By user13277689 on Apr 07, 2009
Each build of (Open)Solaris is tested with a variety of test suites on variety of platforms
and I wanted nc test suite to participate in these runs.
Eoin Hughes from PIT team (which runs those tests) was kind enough to workaround couple of bugs (which are fixed now) in the test suite so it can be run in PIT environment. Later on, I got a report from Eoin that as a result of nc test suite run CR 6793191 (watchmalloc triggers system panic on sockfs copyin) was caught. This bug is manifested by a panic:
Panic message (this particular panic is on a DomU, although this happens across the board): panic[cpu0]/thread=ffffff0150ce1540: copyin_noerr: argument not in kernel address space ffffff000416dcf0 unix:bcopy_ck_size+102 () ffffff000416ddb0 genunix:watch_xcopyin+151 () ffffff000416dde0 genunix:watch_copyin+1d () ffffff000416de50 sockfs:copyin_name+91 () ffffff000416deb0 sockfs:bind+90 () ffffff000416df00 unix:brand_sys_syscall32+328 ()
The bug is actually a regression caused by CR 6292199 (bcopy and kcopy should'nt use rep, smov) and was fixed by an engineer from Intel in OpenSolaris/Nevada code base.
This is instance of an event which I like so much - unintended positive consequence elsewhere.

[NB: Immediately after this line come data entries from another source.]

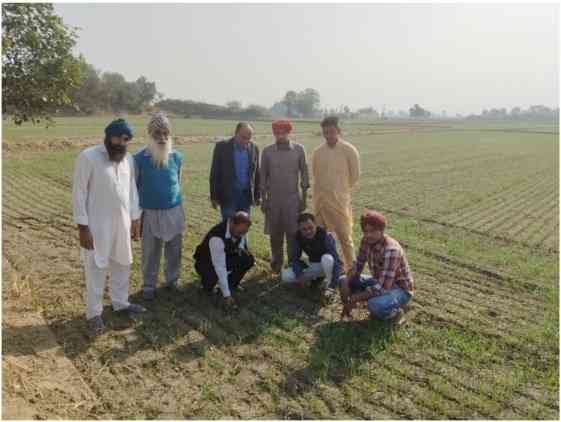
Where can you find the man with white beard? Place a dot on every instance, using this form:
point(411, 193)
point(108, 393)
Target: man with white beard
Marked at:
point(158, 178)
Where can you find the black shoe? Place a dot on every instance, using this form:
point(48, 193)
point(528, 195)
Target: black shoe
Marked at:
point(315, 283)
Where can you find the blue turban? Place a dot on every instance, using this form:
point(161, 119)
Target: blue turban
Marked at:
point(118, 127)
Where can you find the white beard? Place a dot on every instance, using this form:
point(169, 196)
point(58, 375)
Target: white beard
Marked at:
point(160, 153)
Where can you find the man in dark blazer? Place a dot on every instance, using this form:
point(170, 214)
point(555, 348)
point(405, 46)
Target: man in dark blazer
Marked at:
point(234, 174)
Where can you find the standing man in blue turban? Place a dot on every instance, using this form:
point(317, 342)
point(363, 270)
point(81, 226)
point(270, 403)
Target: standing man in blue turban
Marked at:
point(158, 179)
point(106, 210)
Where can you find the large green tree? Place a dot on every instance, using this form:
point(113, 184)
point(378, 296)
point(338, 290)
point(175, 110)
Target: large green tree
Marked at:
point(39, 71)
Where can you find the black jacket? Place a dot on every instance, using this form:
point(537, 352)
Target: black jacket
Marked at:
point(223, 173)
point(231, 246)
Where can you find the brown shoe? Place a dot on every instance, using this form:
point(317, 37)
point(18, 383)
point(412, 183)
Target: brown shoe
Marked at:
point(399, 319)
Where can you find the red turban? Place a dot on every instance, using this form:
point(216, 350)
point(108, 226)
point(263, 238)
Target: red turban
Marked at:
point(373, 218)
point(282, 125)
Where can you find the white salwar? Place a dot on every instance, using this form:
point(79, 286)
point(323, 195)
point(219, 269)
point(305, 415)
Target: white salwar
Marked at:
point(105, 198)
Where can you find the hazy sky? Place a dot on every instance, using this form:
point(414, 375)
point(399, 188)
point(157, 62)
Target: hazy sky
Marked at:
point(455, 57)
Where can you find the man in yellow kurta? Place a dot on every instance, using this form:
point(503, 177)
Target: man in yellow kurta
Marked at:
point(336, 169)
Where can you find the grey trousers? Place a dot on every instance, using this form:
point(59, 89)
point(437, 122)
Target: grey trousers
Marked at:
point(151, 254)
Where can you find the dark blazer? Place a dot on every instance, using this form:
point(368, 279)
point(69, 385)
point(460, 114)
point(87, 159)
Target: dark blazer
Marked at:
point(223, 173)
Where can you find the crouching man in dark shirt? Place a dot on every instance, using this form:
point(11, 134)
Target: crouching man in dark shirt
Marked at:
point(324, 262)
point(223, 257)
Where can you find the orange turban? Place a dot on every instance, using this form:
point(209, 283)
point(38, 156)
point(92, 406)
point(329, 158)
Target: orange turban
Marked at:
point(282, 125)
point(373, 218)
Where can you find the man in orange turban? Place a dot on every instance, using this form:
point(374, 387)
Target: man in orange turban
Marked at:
point(283, 169)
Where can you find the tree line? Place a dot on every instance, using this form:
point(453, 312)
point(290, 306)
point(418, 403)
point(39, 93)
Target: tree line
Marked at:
point(41, 77)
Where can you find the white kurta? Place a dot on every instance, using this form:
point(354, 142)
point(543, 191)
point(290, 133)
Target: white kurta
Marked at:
point(104, 197)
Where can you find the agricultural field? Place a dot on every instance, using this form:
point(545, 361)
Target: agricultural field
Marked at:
point(476, 206)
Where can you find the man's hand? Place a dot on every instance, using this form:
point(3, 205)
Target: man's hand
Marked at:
point(264, 206)
point(230, 304)
point(86, 239)
point(347, 310)
point(135, 229)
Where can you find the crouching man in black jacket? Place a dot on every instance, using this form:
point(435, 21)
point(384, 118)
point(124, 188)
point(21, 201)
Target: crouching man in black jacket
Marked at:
point(223, 257)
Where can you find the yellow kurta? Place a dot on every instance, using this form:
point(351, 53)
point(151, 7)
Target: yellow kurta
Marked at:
point(336, 171)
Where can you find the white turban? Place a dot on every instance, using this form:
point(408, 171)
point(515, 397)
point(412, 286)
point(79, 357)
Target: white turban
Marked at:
point(158, 121)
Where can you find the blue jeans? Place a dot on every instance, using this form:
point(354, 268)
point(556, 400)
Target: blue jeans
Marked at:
point(384, 306)
point(241, 202)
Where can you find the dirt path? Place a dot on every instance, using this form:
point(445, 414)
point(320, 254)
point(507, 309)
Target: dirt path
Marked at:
point(40, 382)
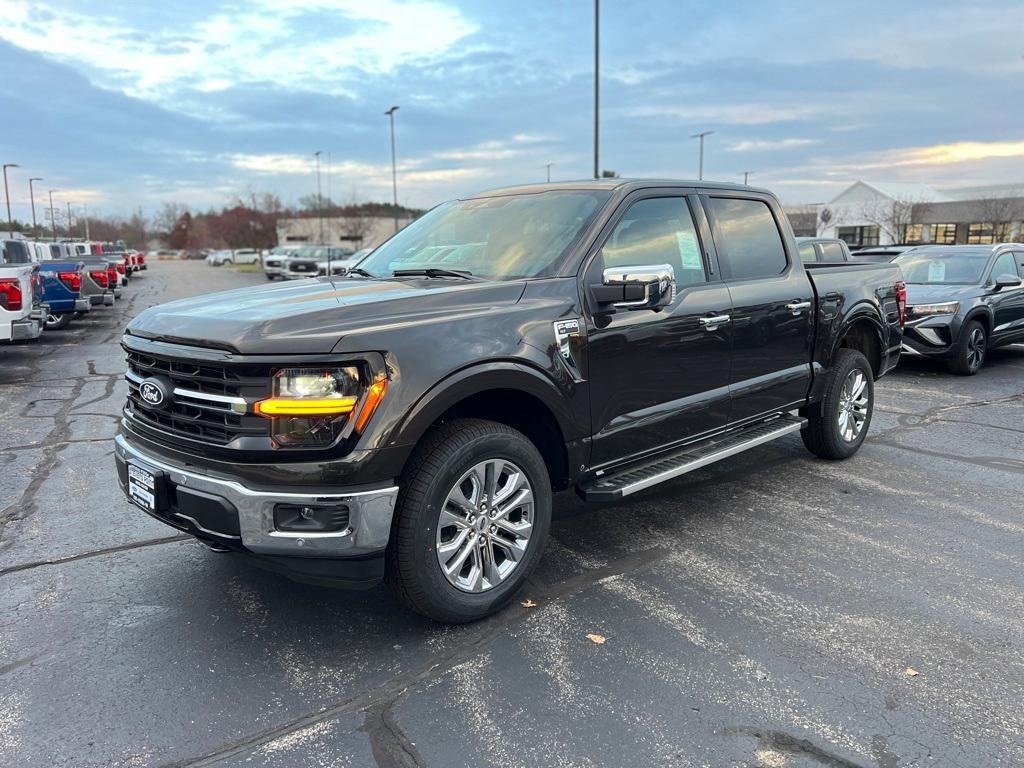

In contrast with so called collateral damage this is something which is beneficial in other areas. I've written nc test suite to test primarily nc(1) command but here it proved to be useful for testing other areas of the system as well. In this case it was thanks to the fact that the test suite is run with memory leak checking by default (see NC_PRELOADS variable in src/suites/net/nc/include/vars file).
And yes, CR 6793191 is fixed by now.